Let's Encrypt Issuance Environment Enquiry


Let’s Encrypt seems to be using a set of CA software either modified or built from scratch. I am curious about the current environment of the Let’s Encrypt Issuance CA hosted by Let’s Encrypt. Let’s Encrypt is a transparent and easily accessible issuing CA for the masses to adopt their own certificates. Managing a CA and it’s environment is a daunting task (from experience) and all kinds of certification is necessary (WebTrust CA Certification).

1.) Does Let’s Encrypt’s current environment use a particular Sub CA account of another known CA (e.g. a reseller account of Verisign certificates)

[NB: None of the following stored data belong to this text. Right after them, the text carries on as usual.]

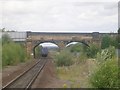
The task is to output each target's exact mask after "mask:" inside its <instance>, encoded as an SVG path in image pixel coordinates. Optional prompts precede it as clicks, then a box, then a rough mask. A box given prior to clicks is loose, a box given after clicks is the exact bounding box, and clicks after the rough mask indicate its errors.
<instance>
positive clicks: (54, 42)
mask: <svg viewBox="0 0 120 90" xmlns="http://www.w3.org/2000/svg"><path fill="white" fill-rule="evenodd" d="M44 43H51V44H54V45H56V46H57V47H58V48H60V47H59V46H58V45H57V43H56V42H55V41H39V42H37V43H35V45H34V46H33V57H34V58H35V54H36V53H35V49H36V47H38V46H39V45H41V46H42V44H44Z"/></svg>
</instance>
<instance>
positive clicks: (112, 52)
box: [96, 46, 115, 63]
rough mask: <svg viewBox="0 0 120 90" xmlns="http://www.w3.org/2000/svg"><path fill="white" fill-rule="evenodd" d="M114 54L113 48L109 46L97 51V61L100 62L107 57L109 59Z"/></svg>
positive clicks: (100, 62)
mask: <svg viewBox="0 0 120 90" xmlns="http://www.w3.org/2000/svg"><path fill="white" fill-rule="evenodd" d="M114 56H115V48H114V47H113V46H110V47H109V48H106V49H103V50H102V51H101V52H98V53H97V58H96V59H97V60H98V62H100V63H102V62H104V61H106V60H107V59H111V58H113V57H114Z"/></svg>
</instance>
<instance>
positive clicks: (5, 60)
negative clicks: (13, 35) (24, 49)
mask: <svg viewBox="0 0 120 90" xmlns="http://www.w3.org/2000/svg"><path fill="white" fill-rule="evenodd" d="M24 61H25V51H24V48H22V47H21V46H20V45H19V44H16V43H9V44H4V45H3V46H2V63H3V64H2V65H3V66H6V65H13V64H16V63H18V62H24Z"/></svg>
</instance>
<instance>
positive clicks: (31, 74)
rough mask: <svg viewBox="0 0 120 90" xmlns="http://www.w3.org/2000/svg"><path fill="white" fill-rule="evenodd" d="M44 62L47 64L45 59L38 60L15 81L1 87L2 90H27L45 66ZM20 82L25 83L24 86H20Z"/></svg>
mask: <svg viewBox="0 0 120 90" xmlns="http://www.w3.org/2000/svg"><path fill="white" fill-rule="evenodd" d="M46 62H47V58H45V59H40V60H39V61H38V62H37V63H36V64H35V65H33V66H32V67H31V68H29V69H28V70H26V71H24V72H23V73H21V74H20V75H18V76H17V77H16V78H15V79H13V80H12V81H10V82H9V83H8V84H7V85H5V86H4V87H2V90H4V89H6V88H24V89H25V90H27V89H28V88H30V87H31V85H32V84H33V83H34V81H35V79H36V78H37V76H38V75H39V73H40V72H41V71H42V69H43V67H44V66H45V64H46ZM29 75H30V76H29ZM22 79H23V80H22ZM21 82H23V83H22V84H24V82H26V85H22V84H21Z"/></svg>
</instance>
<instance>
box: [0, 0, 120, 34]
mask: <svg viewBox="0 0 120 90" xmlns="http://www.w3.org/2000/svg"><path fill="white" fill-rule="evenodd" d="M118 1H119V0H0V19H1V20H0V28H3V27H5V28H6V29H7V30H15V31H39V32H117V29H118Z"/></svg>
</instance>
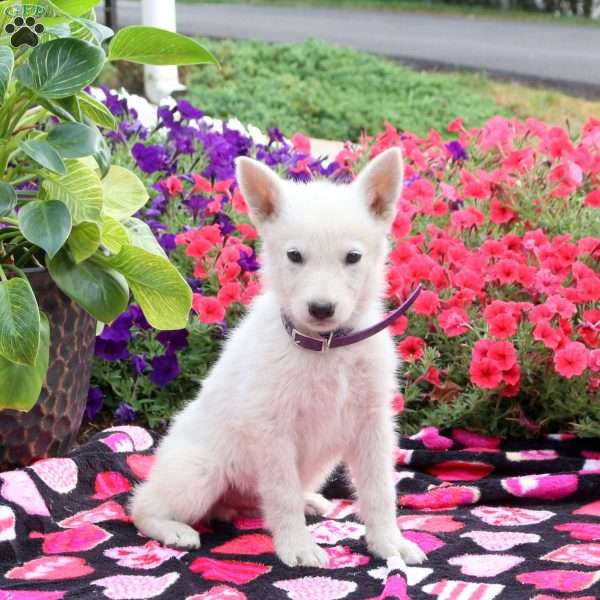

2.) If Let’s Encrypt’s environment hosts it’s own CA setup, does it use a software keystore for it’s private CA key or does it use a HSM (do elaborate if possible) ?

3.) Do Administrators use either a software PKI cert, hardware protected PKI cert or simply password to handle administration of the CA systems ?

4.) Is the Let’s Encrypt cryptographic keystore protected by requiring a N out of M split of control or simply a single master control ?


Can I suggest an initial read of the main pages - which answers many of your questions such as https://letsencrypt.org/certificates/ https://letsencrypt.org/howitworks/technology/ and a quick search of the forum here

I’m mainly saying this as I know most of these questions are answered in those places, and I’m not in any position to answer on behalf of LE.